Scenes of violence flash across the screen. Burning police cars, neighborhood shops looted and ablaze while business owners are beaten defending what they have built. What ever happened to bringing peace through peaceful demonstration? Have we completely forgotten the lessons and example of Mahatma Gandhi and Dr. King?
Because it is my nature to believe in the goodness of man. I will always hold in my heart that the majority of the people protesting are peaceful. They are rightfully angry and scared, and they want change, but they are peaceful. These are the people whom I whole heartedly support. They are our brothers and sisters and as Dr. King said, “We may have all come on different ships, but we‘re in the same boat now.” Truly our only way to progress forward is to row together.
I am saddened by the place we find ourselves. White Americans are afraid of Black Americans. Black Americans are afraid of White Americans. Fear outweighing trust. I read a story yesterday of a black man who does not feel comfortable walking through his neighborhood unless he has his daughter with him. With his daughter and their dog, he is seen as a Dad and not a threat. A white man is afraid to walk through a black neighborhood. It’s seen as a dangerous no-go zone for him.
There is a “black neighborhood” very near the neighborhood where I have lived for the past twenty years. I do not go there and shamefully I know no one who lives there. Why is that? It seems this self-segregation has prevented our understanding of others and coming together as a people. Would I be welcome in the Black church around the corner? I don’t know, maybe I should ask.
The problem as I see it, is we don’t know each other. As a result, there is a deep-seated distrust between black and white. The all too familiar stereotypes fill our minds like a moat and close them in as a castle gate. As a white man if I see a group of black youths walking towards me, I immediately am on my guard, distrustful. I don’t like that I feel this way. I have no doubt that they have similar feelings about me. It does not come from hatred it comes from my own ignorance. I have a very strong desire to change this distorted view and come from a place of understanding and compassion.

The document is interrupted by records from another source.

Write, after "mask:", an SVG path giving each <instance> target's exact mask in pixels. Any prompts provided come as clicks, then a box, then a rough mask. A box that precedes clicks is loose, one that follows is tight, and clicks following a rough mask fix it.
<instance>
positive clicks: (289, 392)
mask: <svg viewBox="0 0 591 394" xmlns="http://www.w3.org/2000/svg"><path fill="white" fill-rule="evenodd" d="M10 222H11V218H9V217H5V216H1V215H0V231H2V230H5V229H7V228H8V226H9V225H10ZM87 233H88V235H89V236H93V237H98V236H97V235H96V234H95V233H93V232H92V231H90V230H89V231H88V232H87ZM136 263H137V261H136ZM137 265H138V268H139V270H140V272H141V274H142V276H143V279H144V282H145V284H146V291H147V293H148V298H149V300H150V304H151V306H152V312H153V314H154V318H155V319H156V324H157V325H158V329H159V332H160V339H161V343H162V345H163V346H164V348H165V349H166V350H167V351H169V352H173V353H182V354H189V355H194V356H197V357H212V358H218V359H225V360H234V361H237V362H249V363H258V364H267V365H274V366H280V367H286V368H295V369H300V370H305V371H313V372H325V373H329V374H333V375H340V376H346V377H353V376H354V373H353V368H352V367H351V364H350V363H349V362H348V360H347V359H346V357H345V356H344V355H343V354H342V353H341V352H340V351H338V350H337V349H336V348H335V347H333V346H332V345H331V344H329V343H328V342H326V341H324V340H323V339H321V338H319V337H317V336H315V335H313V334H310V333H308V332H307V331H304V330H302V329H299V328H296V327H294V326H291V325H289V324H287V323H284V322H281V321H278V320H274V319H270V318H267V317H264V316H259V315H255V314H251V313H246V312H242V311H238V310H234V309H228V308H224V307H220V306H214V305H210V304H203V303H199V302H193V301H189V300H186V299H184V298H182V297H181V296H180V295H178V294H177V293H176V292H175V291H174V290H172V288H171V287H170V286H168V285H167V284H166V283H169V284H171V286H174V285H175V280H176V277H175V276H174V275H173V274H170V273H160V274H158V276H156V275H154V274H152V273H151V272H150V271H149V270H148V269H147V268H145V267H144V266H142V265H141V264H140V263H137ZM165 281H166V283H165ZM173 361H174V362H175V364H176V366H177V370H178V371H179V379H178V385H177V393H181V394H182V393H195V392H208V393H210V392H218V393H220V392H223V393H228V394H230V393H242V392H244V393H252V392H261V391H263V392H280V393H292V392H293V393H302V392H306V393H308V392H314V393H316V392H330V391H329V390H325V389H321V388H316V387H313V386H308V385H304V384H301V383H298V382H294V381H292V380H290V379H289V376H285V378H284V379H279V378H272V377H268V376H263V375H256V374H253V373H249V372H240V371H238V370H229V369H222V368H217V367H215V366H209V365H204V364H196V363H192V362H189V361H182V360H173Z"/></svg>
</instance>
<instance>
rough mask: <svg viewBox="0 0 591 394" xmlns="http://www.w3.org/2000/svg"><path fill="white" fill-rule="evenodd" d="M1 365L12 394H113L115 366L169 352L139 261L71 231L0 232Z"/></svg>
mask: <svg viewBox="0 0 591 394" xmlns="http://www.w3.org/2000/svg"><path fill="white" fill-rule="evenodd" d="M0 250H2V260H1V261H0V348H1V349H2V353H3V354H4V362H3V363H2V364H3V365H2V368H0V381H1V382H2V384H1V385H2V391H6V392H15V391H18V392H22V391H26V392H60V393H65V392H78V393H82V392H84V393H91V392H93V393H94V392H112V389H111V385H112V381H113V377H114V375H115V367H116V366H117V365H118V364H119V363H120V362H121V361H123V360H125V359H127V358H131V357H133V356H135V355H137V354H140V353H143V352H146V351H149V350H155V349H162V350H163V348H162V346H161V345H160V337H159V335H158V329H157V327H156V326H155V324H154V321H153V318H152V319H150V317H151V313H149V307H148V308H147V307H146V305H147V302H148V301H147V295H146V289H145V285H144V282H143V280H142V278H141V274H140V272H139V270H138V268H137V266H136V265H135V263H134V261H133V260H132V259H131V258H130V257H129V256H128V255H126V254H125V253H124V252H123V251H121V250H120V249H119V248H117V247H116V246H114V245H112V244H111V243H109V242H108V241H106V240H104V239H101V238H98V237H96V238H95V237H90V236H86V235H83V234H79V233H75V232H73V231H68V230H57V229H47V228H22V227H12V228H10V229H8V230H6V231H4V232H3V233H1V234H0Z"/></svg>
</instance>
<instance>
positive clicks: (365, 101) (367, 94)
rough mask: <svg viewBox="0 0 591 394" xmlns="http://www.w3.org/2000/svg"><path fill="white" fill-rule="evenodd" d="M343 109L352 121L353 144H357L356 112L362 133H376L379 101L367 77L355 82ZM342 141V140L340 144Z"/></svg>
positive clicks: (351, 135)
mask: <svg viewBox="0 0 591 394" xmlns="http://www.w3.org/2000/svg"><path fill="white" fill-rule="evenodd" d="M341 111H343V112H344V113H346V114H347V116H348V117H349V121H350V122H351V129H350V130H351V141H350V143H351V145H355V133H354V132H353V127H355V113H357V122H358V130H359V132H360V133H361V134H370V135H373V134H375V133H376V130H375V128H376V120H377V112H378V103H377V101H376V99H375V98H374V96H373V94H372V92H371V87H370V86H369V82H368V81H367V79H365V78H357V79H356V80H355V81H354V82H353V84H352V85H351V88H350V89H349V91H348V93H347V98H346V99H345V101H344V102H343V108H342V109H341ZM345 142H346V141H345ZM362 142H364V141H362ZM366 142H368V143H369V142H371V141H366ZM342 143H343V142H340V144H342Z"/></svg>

Hatred, anger, fear, and jealousy are born from ignorance. To defeat this ignorance, we must find ways to know one another. It is difficult to hate someone when you work side by side to produce something good and beautiful. It is difficult to hate someone when you celebrate their joys, their family, and their life. It is difficult to hate someone when you share in their loss and cry with them. It is difficult to hate someone when you cook a glorious meal together to share it with your families. Through coming together and sharing our dreams for our children and vision for a better world we will come to know each other as people not as a color.